Then, with somewhat blurred vision, I drained an entire bottle of
Visine into my eyes. Still, they burned mercilessly. I sat on the side of
the road for a good hour, waiting for the stinging to subside. I could
tell from the smell what the culprit was -- concrete powder. The shit has an
acidic base to it and if you get it in your eyes, you'll find religion in a
hurry. Finally, I was able to see well enough to find the starter button
and get the Great Northern Steamer fired. Twice more I had to stop and toss
more water into my purple orbs. Seeing was damned near impossible.
I rolled to the toll booth.
"Two dollars," the toll taker said.
"Here you go," I said, sniffing loudly, handing her a five.
"It's hot as a hooker in a French whore house, isn't it?" the toll
taker said, applying some lipstick.
"Sure is," I said, chuckling.
She turned, her eyes locked onto mine.
"Oh," she said, coquettishly. "Hello…"
"Hello," I replied, smiling through the tears. Or at least it felt
like a smile. It may have been facial contortions caused by my impending
blindness.
"I'm Sally." She spoke demurely, though a part of me could tell,
somewhere in there, was a woman. Somewhere inside this toll taker marooned on the vast Kansas
prairie was a woman who longed for the moment she would meet a
man who understood her complexity. A moment when she met a man who
understood her complicated, horrendous, vile, despicable dualities.
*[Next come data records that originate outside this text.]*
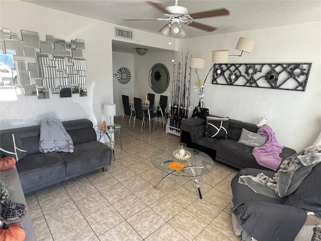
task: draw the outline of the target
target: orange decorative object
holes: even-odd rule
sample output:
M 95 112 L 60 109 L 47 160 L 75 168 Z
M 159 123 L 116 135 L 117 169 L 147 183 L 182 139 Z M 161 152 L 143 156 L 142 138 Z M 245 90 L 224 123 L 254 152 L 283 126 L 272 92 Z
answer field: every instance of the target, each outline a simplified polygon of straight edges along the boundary
M 104 120 L 103 122 L 102 122 L 102 123 L 101 124 L 101 130 L 102 131 L 106 131 L 106 122 L 105 120 Z
M 25 237 L 25 231 L 17 223 L 4 223 L 0 227 L 0 241 L 24 241 Z
M 11 157 L 5 157 L 0 159 L 0 171 L 11 168 L 15 166 L 16 159 Z
M 171 164 L 169 167 L 170 168 L 172 168 L 172 169 L 176 170 L 176 171 L 182 171 L 185 167 L 185 165 L 182 164 L 181 163 L 179 163 L 178 162 L 174 162 L 172 164 Z

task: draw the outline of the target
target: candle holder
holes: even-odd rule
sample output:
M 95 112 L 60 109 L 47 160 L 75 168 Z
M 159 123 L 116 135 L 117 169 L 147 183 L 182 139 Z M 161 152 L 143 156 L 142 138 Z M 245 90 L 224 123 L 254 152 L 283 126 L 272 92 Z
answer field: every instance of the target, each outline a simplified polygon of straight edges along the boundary
M 191 157 L 191 153 L 186 150 L 186 143 L 179 143 L 178 149 L 173 152 L 175 158 L 179 160 L 186 160 Z

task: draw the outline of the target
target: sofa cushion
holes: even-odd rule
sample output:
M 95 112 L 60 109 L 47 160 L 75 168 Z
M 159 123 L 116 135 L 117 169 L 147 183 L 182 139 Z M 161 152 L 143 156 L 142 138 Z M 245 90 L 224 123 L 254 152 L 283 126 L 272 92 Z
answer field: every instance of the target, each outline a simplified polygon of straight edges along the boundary
M 21 140 L 19 136 L 14 134 L 7 134 L 1 137 L 0 144 L 2 148 L 1 156 L 5 155 L 8 157 L 12 157 L 18 162 L 28 155 Z
M 227 138 L 228 117 L 206 117 L 206 132 L 208 137 L 225 139 Z
M 243 168 L 264 168 L 257 163 L 252 154 L 253 147 L 238 143 L 233 140 L 202 137 L 197 140 L 197 144 L 216 150 L 216 159 L 218 161 L 227 160 L 234 166 Z
M 66 180 L 65 163 L 57 152 L 30 155 L 16 166 L 25 193 Z
M 252 147 L 259 147 L 265 144 L 267 137 L 242 128 L 238 143 Z
M 110 165 L 111 149 L 101 142 L 75 145 L 74 151 L 59 153 L 65 160 L 67 179 Z
M 181 125 L 185 125 L 188 127 L 193 127 L 205 123 L 206 120 L 202 118 L 188 118 L 183 119 L 181 122 Z
M 239 203 L 245 203 L 248 201 L 266 202 L 272 203 L 282 204 L 283 200 L 267 197 L 255 193 L 247 186 L 239 183 L 240 176 L 250 175 L 256 176 L 258 173 L 263 173 L 266 176 L 273 177 L 274 172 L 255 168 L 245 168 L 241 169 L 231 181 L 232 192 L 232 201 L 235 205 Z
M 284 198 L 285 205 L 293 205 L 313 211 L 321 217 L 321 163 L 312 171 L 295 191 Z

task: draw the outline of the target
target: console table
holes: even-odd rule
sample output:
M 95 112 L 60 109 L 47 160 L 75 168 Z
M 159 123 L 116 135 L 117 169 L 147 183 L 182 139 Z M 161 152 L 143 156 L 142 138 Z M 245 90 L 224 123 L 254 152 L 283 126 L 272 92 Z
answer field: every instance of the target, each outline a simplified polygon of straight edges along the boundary
M 14 202 L 19 202 L 26 204 L 27 202 L 16 165 L 10 169 L 1 171 L 1 175 L 2 178 L 7 175 L 9 175 L 9 176 L 3 179 L 3 181 L 8 186 L 13 186 L 15 188 L 14 190 L 9 191 L 9 199 L 11 200 Z M 2 210 L 2 207 L 1 207 L 1 210 Z M 5 222 L 7 224 L 12 222 L 18 222 L 26 233 L 25 240 L 34 241 L 37 240 L 29 210 L 27 210 L 27 213 L 23 217 L 20 217 L 19 219 L 8 221 L 6 218 L 4 218 L 2 220 L 2 222 L 3 223 Z

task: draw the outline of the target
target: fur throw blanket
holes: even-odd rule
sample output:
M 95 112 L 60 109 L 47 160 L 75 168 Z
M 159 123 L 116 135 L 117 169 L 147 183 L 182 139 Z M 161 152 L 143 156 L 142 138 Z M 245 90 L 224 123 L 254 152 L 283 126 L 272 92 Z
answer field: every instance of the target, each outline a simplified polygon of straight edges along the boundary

"What's your name?" she asked, feigning shyness.
"Zebra."
"Do you have a first name, Zebra?" she asked, grinning.
"Special Agent," I replied.
She put me at ease with her line of questioning. Nothing too
difficult. Nothing I couldn't handle. Nothing I wouldn't remember the answer to with a head
full of twisted, bad memories of a German Feminine gone utterly
nutters, too many miles in too few days, DMV communist sympathizers and black horizons with
rain and hail. I looked at this delectable
creature standing in the faded wooden toll booth and the same thought kept
swirling in my mind -- what a rack. How I'd love to get a hand on those
outlaw protuberances and maybe even write a poem on them. I
pictured us at the county fair, a blue ribbon dangling from each nipple as
we laughed and loved, danced and held her massive knockers long into the
night.
"So, I bet it's pretty cool in there," I remarked, fishing.
"Well, the air conditioner seems to make it cooler," she concluded.
A woman of wit, I thought, grandly charmed.
"Probably harder to work up a sweat in there, eh?" I continued.
"Well, you'd have to do something pretty vigorous," she said
enticingly, smacking her rich, full lips together. She twirled her finger through the fine
hair that hung delicately from her upper lip. "What are you doing for dinner?" she asked,
handing me a tissue for my watering eyes.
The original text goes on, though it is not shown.